I am a professional, educated and responsible man who is strong in his faith and is quite comfortable debating the social and political issues of the day. Yet when placed in a setting where the majority culture proved hostile to my faith and beliefs, I became paralyzed with indecision and could not act decisively to defend and proclaim my own beliefs. I felt instantly ostracized and viewed myself as a foreigner in my own land.

I like the part about a “majority culture proved hostile to my faith and beliefs.” I’d be very surprise if he experienced any actual hostility from the locals. The Buddha taught his followers to be respectful of other religions, whether one believes in them or not. If you want hostility, try being a non-Christian in the Bible Belt. By “hostility” he seems to mean “we weren’t allowed to dominate everybody else,” not “people shunned me or reacted angrily to me because of my faith,” the latter being what “hostility” means to me.

In fact, if he and his family had quietly sat down and silently said a Christian prayer instead, I doubt anyone would have minded.

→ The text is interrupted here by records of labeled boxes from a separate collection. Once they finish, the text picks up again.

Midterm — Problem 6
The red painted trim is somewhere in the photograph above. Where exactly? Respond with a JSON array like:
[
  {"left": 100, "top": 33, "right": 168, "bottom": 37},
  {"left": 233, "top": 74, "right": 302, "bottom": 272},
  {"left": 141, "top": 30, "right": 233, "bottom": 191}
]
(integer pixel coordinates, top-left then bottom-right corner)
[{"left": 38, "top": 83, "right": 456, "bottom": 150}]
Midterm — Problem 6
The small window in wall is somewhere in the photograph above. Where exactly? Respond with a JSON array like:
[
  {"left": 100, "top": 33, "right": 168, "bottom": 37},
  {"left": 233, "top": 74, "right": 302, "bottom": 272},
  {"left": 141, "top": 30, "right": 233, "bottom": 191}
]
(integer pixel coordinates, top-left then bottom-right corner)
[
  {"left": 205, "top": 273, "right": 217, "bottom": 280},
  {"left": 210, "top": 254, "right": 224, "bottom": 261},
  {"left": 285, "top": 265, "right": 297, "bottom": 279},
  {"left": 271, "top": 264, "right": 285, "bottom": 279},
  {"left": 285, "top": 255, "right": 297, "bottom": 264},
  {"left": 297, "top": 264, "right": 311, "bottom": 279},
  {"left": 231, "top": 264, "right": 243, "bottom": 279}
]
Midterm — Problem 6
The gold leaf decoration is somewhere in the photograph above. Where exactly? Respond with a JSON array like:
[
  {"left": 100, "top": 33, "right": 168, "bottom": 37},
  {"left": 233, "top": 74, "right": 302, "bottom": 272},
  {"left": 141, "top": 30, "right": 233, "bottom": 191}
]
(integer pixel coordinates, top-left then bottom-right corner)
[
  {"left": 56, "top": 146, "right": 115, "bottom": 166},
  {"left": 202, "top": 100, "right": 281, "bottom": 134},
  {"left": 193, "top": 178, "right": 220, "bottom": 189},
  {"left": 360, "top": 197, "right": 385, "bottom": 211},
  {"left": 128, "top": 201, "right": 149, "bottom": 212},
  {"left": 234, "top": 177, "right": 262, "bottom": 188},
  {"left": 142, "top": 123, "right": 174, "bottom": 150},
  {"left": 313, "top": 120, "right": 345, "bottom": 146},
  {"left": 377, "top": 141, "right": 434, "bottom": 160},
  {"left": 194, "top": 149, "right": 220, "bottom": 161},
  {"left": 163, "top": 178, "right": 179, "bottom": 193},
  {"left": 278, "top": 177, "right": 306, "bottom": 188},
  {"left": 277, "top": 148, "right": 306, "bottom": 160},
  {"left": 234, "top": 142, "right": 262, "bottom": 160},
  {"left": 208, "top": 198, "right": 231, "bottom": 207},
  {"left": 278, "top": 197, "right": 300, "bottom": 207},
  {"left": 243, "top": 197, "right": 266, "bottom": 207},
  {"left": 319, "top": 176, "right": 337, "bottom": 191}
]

On the other hand — the writer doesn’t say what sect of Buddhism was involved, which is a detail I would find interesting. He says the residents of the community are mostly ethnic Japanese or Chinese, which leaves a lot of possibilities. Most likely the priests were some variety of Pure Land and they chanted the Nembutsu to invoke the Amitabha Buddha. Or, they may have been from a Nichiren sect, in which case they would have chanted the Gongyo (that’s the chant recited by Angela Bassett as Tina Turner in “What’s Love Got to Do With It”) to invoke the Gohonzon, which I sort of understand but don’t have the energy or inclination to explain. Or, the priests might have been Tendai or Zen (awesome web site, btw), in which case the priests might have chanted the Heart Sutra. Or, they might have been from one of several other sects.

And within Pure Land and Nichiren and Tendai and Zen there are various rival sects and subsects, several of which are on speaking terms only intermittently. They’re a minority, but I have met self-identified Buddhists who will not take part in other Buddhists’ practices.

Growing up in the Bible Belt, I came to appreciate that there were Christians, and then there were other Christians. The Born-Agains didn’t think infant Baptism counted, meaning Lutherans were damned, as were those who were A-millenial instead of pre-millenial or post-millenial. Catholics were widely regarded as Satan-worshippers, and Jews might as well have come from Mars.

Amanda comments:

What I find interesting about this is that the guy still seems to whole-heartedly buy into the lie that there’s some kind of generic “Judeo-Christian” prayer that would satisfy a crowd that’s nothing but Jews, Catholics, and Protestants of all sorts of stripes. But the truth of the matter is the only reason the theocrats of these various religions are in an uneasy alliance is because the leadership (who is mostly Protestant at this point, the Dennis Pragers and Rick Santorums of the world aside–but the Pragers and Santorums out there are still a troubling indicator that there are Jews and Catholics who trust that they aren’t next on the official oppression checklist) is keeping their attention trained on other enemies, like atheists and “pagans”. What I find interesting is they are able to quash their significant differences with each other and demonstrate tolerance in their public alliance, but they can’t quite wrap their minds around extending that tolerance out to the atheists and “pagans” out there. Except this guy, who had a jarring experience that woke him up.

Well, he doesn’t seem so much “tolerant” of the “pagans” than he is afraid he again might be exposed to awful things like robed Asian persons chanting in foreign languages (the horror!), so he’s willing to call a truce and allow public schools to be secular. He’s still clearly repulsed and afraid of “paganism,” which is not very tolerant of him.

However, public schools or other agents of government should not be fostering religious practice, and I agree with the evangelical that he shouldn’t be coerced to show respect to an alien religion. And if he’s willing to reciprocate, when we’re good.